Historique du statut selon le COSEPAC : Espèce désignée « préoccupante » en novembre 2014.
* COSEPAC (Comité sur la situation des espèces en péril au Canada)
2. Information sur la situation de l’espèce
Au Canada, le podistère du Yukon (Podistera yukonensis) est inscrit comme espèce préoccupante à l’annexe 1 de la Loi sur les espèces en péril (LEP) du gouvernement fédéral.
NatureServe (2020) considère le podistère du Yukon comme étant vulnérable à apparemment non en péril à l’échelle mondiale (G3G4), à l’échelle nationale au Canada (N3N4) et à l’échelle infranationale au Yukon (S3S4). Aux États-Unis, il est considéré comme étant gravement en péril à en péril à l’échelle nationale (N1N2) et à l’échelle infranationale en Alaska (S1S2). Environ 90 % de son aire de répartition mondiale se trouve au Canada (COSEWIC, 2014).
3. Information sur l’espèce
3.1 Description de l’espèce
Le podistère du Yukon est une plante vivace cespiteuse qui forme souvent des touffes denses à partir d’une tige souterraine ramifiée issue d’une grosse racine pivotante allongée. Ses feuilles basilaires sont vert-bleu, longues de 3 à 12 cm et pennéesNote de bas de page 3; elles comportent 3 à 6 paires de folioles opposées (figure 1). Les tiges, d’une hauteur de 10 à 40 cm, sont dépourvues de feuilles et teintées de rouge lorsque la plante est mature. Les fleurs forment une ombelle composéeNote de bas de page 4 dont les rayons, peu nombreux à nombreux, mesurent 5 à 10 mm de longueur. Les 5 pétales sont petits (environ 1 mm de longueur) et jaune vif lorsqu’ils s’ouvrent (photo de la couverture), puis passent rapidement au blanc. Les fruits, d’environ 3 à 7 mm de longueur et 1,5 à 3 mm de largeur, sont aplatis et d’abord rougeâtres avant de se délaver en prenant une couleur jaune paille (COSEWIC, 2014).
Figure 1. Podistère du Yukon dont les fleurs matures montent en graine à la crête Miller, à Carmacks (Yukon). Photo : Syd Cannings.
Description longue
Figure 1. Cette figure montre un podistère du Yukon portant des fleurs matures dans une zone sèche ouverte en pente près de plusieurs roches.
3.2 Population et répartition de l’espèce
Le podistère du Yukon compte parmi les quelques espèces qu’on ne trouve que dans l’est de la Béringie, qui comprend les zones de l’Alaska et du centre-ouest du Yukon ayant échappé à la glaciation. À l’exception d’une sous-population connue, l’espèce est retreinte au bassin hydrographique du cours supérieur du fleuve Yukon et est à peine présente en Alaska, à la limite ouest de son aire de répartition. Environ 90 % de l’aire de répartition mondiale de l’espèce se trouve au Canada (COSEWIC, 2014).

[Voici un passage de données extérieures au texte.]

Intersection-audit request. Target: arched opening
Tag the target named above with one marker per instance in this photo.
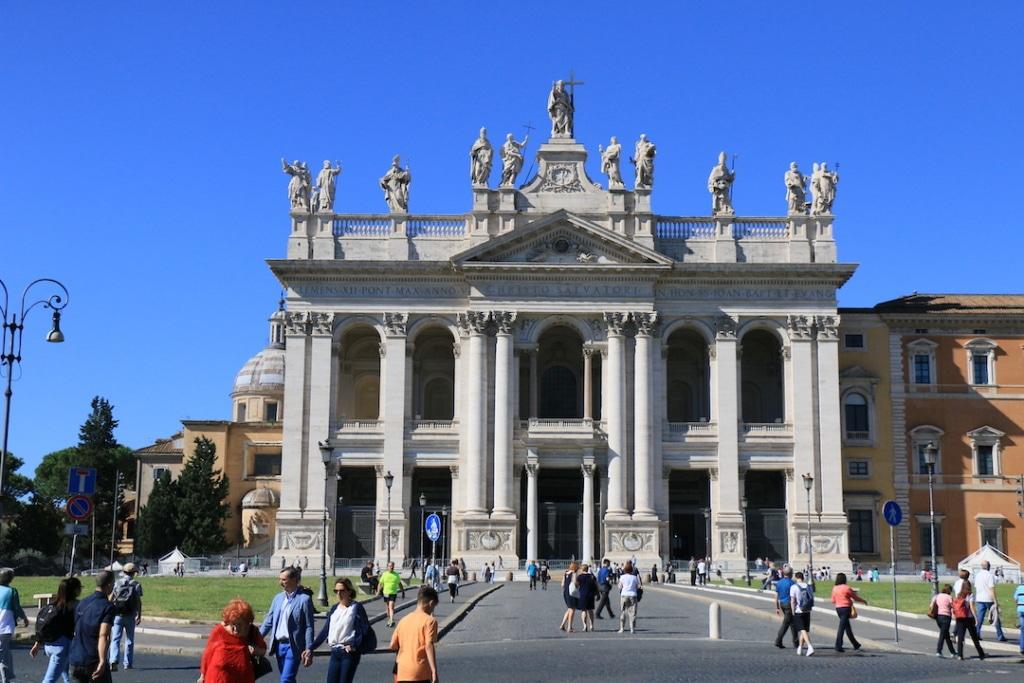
(359, 375)
(761, 369)
(560, 368)
(689, 378)
(433, 375)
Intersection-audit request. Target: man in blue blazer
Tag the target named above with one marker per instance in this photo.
(288, 627)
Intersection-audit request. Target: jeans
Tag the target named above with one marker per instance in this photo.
(965, 626)
(787, 625)
(983, 609)
(341, 668)
(6, 664)
(57, 651)
(844, 627)
(943, 622)
(124, 624)
(288, 662)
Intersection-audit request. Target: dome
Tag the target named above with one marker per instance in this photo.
(260, 498)
(264, 373)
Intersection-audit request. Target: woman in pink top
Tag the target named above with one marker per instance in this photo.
(843, 598)
(942, 608)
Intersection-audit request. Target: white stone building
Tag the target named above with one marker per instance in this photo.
(567, 374)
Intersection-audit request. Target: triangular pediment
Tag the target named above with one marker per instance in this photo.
(561, 239)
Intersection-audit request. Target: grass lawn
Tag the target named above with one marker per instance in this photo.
(188, 597)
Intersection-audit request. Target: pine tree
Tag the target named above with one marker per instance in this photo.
(157, 530)
(201, 507)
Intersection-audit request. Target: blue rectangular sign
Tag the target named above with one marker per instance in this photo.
(82, 480)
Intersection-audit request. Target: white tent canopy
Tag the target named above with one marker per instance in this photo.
(171, 560)
(996, 559)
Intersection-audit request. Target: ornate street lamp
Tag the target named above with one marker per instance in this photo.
(327, 455)
(10, 351)
(423, 507)
(931, 456)
(808, 485)
(388, 481)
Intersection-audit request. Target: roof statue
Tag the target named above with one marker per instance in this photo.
(481, 156)
(298, 186)
(720, 186)
(326, 182)
(823, 184)
(395, 185)
(609, 163)
(796, 190)
(643, 160)
(511, 160)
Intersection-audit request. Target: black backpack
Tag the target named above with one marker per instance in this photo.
(369, 642)
(125, 597)
(47, 629)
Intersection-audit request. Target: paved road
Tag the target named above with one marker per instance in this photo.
(512, 635)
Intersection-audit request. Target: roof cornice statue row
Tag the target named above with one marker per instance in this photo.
(561, 170)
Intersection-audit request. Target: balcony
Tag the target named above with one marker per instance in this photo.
(689, 431)
(766, 431)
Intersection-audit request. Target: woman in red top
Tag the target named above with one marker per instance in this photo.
(229, 648)
(843, 598)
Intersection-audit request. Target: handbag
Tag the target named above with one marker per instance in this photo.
(261, 666)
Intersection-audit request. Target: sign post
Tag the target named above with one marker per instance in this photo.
(894, 515)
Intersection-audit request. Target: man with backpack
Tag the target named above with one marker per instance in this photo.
(127, 601)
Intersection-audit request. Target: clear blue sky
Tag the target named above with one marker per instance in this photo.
(142, 146)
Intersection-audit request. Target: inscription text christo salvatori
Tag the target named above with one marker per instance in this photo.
(382, 291)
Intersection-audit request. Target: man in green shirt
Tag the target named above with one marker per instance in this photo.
(390, 584)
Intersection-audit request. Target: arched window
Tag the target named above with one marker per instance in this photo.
(855, 415)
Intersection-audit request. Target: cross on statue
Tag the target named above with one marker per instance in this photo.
(570, 85)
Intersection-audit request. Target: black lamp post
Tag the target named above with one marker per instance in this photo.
(327, 455)
(808, 485)
(931, 456)
(388, 481)
(10, 348)
(423, 509)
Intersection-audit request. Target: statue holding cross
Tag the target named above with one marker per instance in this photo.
(561, 108)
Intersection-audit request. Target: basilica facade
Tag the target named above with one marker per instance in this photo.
(561, 373)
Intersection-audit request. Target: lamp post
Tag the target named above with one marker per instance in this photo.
(327, 454)
(423, 507)
(10, 348)
(931, 456)
(808, 485)
(388, 481)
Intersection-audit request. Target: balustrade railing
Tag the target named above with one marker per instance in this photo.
(370, 225)
(684, 228)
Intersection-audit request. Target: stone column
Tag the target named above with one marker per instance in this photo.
(532, 383)
(531, 520)
(643, 431)
(588, 383)
(588, 509)
(393, 415)
(475, 324)
(616, 414)
(503, 414)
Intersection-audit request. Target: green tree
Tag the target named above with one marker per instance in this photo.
(202, 510)
(157, 530)
(96, 447)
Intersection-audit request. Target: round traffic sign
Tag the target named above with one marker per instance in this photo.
(78, 507)
(893, 513)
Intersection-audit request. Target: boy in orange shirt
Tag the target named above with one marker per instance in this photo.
(414, 641)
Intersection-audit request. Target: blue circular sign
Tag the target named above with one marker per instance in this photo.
(433, 526)
(893, 513)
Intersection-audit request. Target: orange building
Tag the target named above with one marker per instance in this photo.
(956, 364)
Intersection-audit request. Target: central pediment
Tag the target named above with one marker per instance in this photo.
(561, 239)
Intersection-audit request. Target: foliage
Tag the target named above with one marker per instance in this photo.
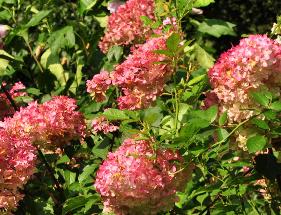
(52, 48)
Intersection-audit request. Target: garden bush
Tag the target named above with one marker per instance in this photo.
(138, 107)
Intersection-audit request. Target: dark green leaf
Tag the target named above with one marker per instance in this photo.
(36, 19)
(256, 143)
(223, 118)
(216, 27)
(173, 42)
(73, 204)
(276, 106)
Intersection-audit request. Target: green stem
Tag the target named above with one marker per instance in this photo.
(34, 57)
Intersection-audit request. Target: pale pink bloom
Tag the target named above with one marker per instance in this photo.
(17, 164)
(98, 86)
(125, 26)
(49, 125)
(136, 179)
(114, 5)
(140, 77)
(252, 65)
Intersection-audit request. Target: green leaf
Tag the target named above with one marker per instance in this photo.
(58, 71)
(260, 97)
(5, 15)
(183, 6)
(35, 20)
(204, 58)
(216, 27)
(209, 115)
(5, 54)
(87, 171)
(68, 176)
(85, 5)
(101, 149)
(256, 143)
(197, 79)
(153, 116)
(222, 134)
(62, 38)
(173, 42)
(115, 114)
(78, 78)
(73, 204)
(223, 118)
(276, 106)
(260, 123)
(202, 3)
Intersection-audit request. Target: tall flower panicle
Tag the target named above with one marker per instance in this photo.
(17, 163)
(125, 25)
(114, 5)
(252, 65)
(49, 125)
(141, 77)
(136, 179)
(6, 108)
(98, 86)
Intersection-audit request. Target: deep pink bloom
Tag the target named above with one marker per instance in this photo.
(136, 179)
(49, 125)
(141, 77)
(125, 26)
(114, 5)
(252, 65)
(98, 86)
(101, 124)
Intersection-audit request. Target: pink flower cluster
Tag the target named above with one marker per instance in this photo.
(49, 125)
(125, 25)
(98, 86)
(114, 5)
(17, 163)
(140, 78)
(5, 106)
(136, 179)
(254, 64)
(101, 124)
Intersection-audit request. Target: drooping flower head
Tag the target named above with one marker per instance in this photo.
(125, 25)
(98, 86)
(6, 108)
(17, 163)
(114, 5)
(49, 125)
(252, 65)
(141, 77)
(136, 179)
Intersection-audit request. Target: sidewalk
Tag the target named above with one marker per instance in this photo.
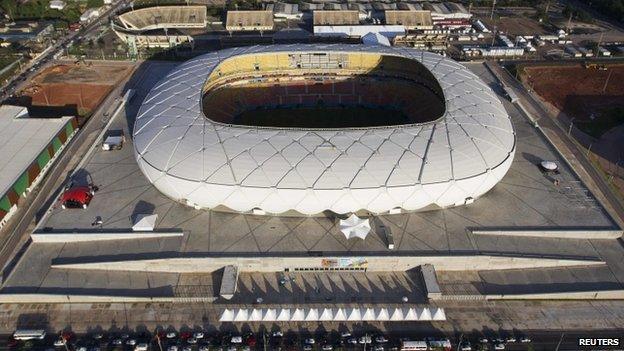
(570, 151)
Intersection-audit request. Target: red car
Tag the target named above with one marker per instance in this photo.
(77, 197)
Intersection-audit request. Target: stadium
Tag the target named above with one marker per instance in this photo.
(313, 128)
(159, 26)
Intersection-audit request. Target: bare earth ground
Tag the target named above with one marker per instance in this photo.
(584, 95)
(84, 86)
(516, 25)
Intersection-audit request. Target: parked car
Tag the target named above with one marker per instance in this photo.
(236, 339)
(77, 197)
(381, 339)
(366, 339)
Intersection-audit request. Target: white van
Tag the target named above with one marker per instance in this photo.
(409, 345)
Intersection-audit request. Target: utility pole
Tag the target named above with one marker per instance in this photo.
(598, 46)
(604, 88)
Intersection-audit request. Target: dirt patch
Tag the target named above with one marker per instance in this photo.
(586, 94)
(82, 86)
(516, 25)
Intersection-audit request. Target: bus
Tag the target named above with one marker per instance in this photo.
(409, 345)
(29, 334)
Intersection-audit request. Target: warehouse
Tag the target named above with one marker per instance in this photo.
(28, 146)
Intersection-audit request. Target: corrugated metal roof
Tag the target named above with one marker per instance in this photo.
(21, 141)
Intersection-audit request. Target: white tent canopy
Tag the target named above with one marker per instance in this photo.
(372, 38)
(397, 314)
(355, 227)
(549, 165)
(145, 222)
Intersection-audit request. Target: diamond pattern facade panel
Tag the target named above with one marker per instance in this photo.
(195, 160)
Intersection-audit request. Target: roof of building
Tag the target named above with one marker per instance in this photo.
(159, 17)
(283, 7)
(249, 19)
(335, 17)
(21, 141)
(409, 18)
(459, 156)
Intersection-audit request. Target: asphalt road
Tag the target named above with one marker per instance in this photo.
(546, 341)
(18, 80)
(550, 124)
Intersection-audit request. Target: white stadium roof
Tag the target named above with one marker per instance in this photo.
(204, 163)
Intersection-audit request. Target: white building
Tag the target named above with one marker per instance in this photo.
(448, 161)
(89, 15)
(57, 4)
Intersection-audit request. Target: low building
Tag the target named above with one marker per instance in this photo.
(358, 31)
(57, 4)
(29, 146)
(23, 31)
(89, 15)
(412, 20)
(335, 18)
(249, 21)
(284, 10)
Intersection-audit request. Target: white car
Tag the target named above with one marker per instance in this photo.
(237, 339)
(381, 339)
(365, 340)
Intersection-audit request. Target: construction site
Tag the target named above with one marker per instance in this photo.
(79, 86)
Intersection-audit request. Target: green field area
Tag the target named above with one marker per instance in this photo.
(322, 117)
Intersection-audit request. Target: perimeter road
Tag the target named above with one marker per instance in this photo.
(548, 124)
(13, 237)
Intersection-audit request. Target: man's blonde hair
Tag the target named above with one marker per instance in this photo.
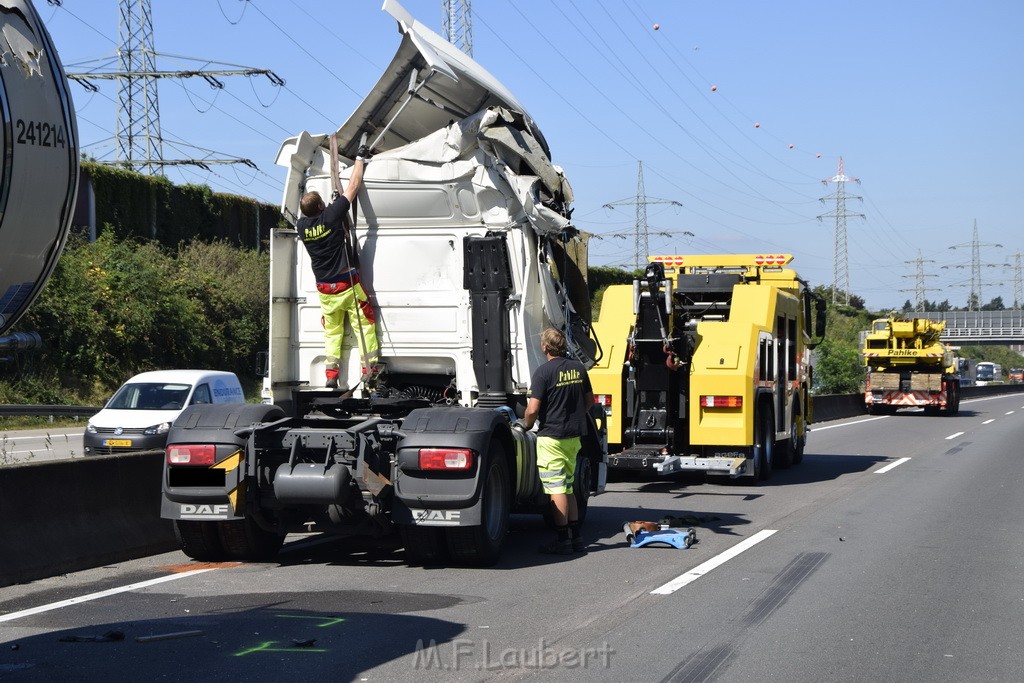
(310, 203)
(553, 342)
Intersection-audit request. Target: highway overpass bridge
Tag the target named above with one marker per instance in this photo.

Il existe 26 sous-populations connues du podistère du Yukon au Canada (Yukon Conservation Data Centre, 2021). Ces sous-populations sont séparées l’une de l’autre par des distances considérables, notamment entre un groupe septentrional de sous-populations centré dans les monts Ogilvie et un groupe méridional dans les chaînes Dawson et Nisling (figure 2).
Le nombre total estimé d’individus connus du podistère du Yukon au Canada se situe entre 17 000 et 30 000, dont environ les deux tiers sont matures (COSEWIC, 2014; Yukon Conservation Data Centre, 2021). Il s’agit d’une estimation minimale, car les sous-populations n’ont pas toutes été entièrement recensées et il pourrait y avoir des occurrences non découvertes. Les tendances sont inconnues, mais on infère que le réchauffement climatique entraînerait une baisse des effectifs (COSEWIC, 2014).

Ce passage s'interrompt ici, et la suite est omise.